A more preliminary issue emerges, however: whether Neville is even advancing a § 1983 claim. Her initial Complaint made no mention of § 1983, doc. # 1 exh. 1, but she raised it in her 6/30/00 amendment. Id. exh. 3. Yet, she referenced only her initial Complaint in her latest Amended Complaint. See doc. # 73 ¶ 1 ("The Plaintiff incorporates in its entirety along with attachments her complaint filed on April 21, 2000, in the above-styled matter").

One would think that Neville would expressly incorporate her 6/30/00 ("§ 1983") amendment if she wished to preserve her § 1983 claim. For that matter, she conspicuously avoids mention of any constitutional rights deprivations in her latest amendment, but instead references only "certain protected rights." Doc. # 73 ¶¶ 121-22.

This suggests claim abandonment. Cf. Road Sprinkler Fitters Local Union No. 669 v. Indep. Sprinkler Corp., 10 F.3d 1563, 1568 (11th Cir.1994) (a district court "could properly treat as abandoned a claim alleged in the complaint but not even raised as a ground for summary judgment"), quoted in Coalition for the Abolition of Marijuana Prohibition v. City of Atlanta, 219 F.3d 1301, 1326 (11th Cir. 2000). Nevertheless, the parties' briefs treat the § 1983 claim as extant; therefore, so will the Court.

C. Rule 12/56 Considerations

Plaintiff's brief reads as if the Court transformed the initial Rule 12(b)(6) motion to one sounding under F.R.Civ.P. 56. See doc. # 15 (plaintiffs brief citing to matters outside the Complaint); # 22 (defendants' brief acknowledging, and not objecting to, same); # 29 (plaintiff's supplemental brief continuing to cite to extra-Complaint evidence). This beckons the Court to dispose of this matter under Rule 56, especially since the parties have had constructive notice. See 11 MOORE'S FED. PRAC. § 56.30[4] (3rd ed 2000); Bordeaux v. Lynch, 958 F.Supp. 77, 82 (N.D.N.Y. 1997).

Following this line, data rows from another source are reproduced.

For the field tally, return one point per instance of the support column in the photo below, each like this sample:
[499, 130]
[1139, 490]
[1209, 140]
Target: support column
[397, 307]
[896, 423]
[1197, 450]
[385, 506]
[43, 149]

The Court nevertheless elects to reach this matter under Rule 12(b)(6) (no one has formally moved for Rule 56 conversion) because under it Neville is given the greater benefit of the doubt (i.e., the Court assumes arguendo that Higgins delayed plaintiff's release in bad faith).2

D. Immunity Defenses
1. Absolute and Qualified Immunity

Higgins assumes arguendo that Neville states a § 1983 claim over Higgins' actions/inactions, see doc. # 4 at 3-24, then raises various immunity defenses. Those include qualified and absolute immunity:

Qualified immunity is the defense ordinarily available to public officials who are sued under 42 U.S.C. § 1983. Absolute immunity, by contrast, is reserved for the special functions of certain officials that resemble functions that would have been immune at common law when § 1983 was enacted. In determining whether a particular act fits within the common-law tradition of absolute immunity, the Supreme Court takes a "functional approach," examining the nature of the function performed, not the identity of the actor who performed it.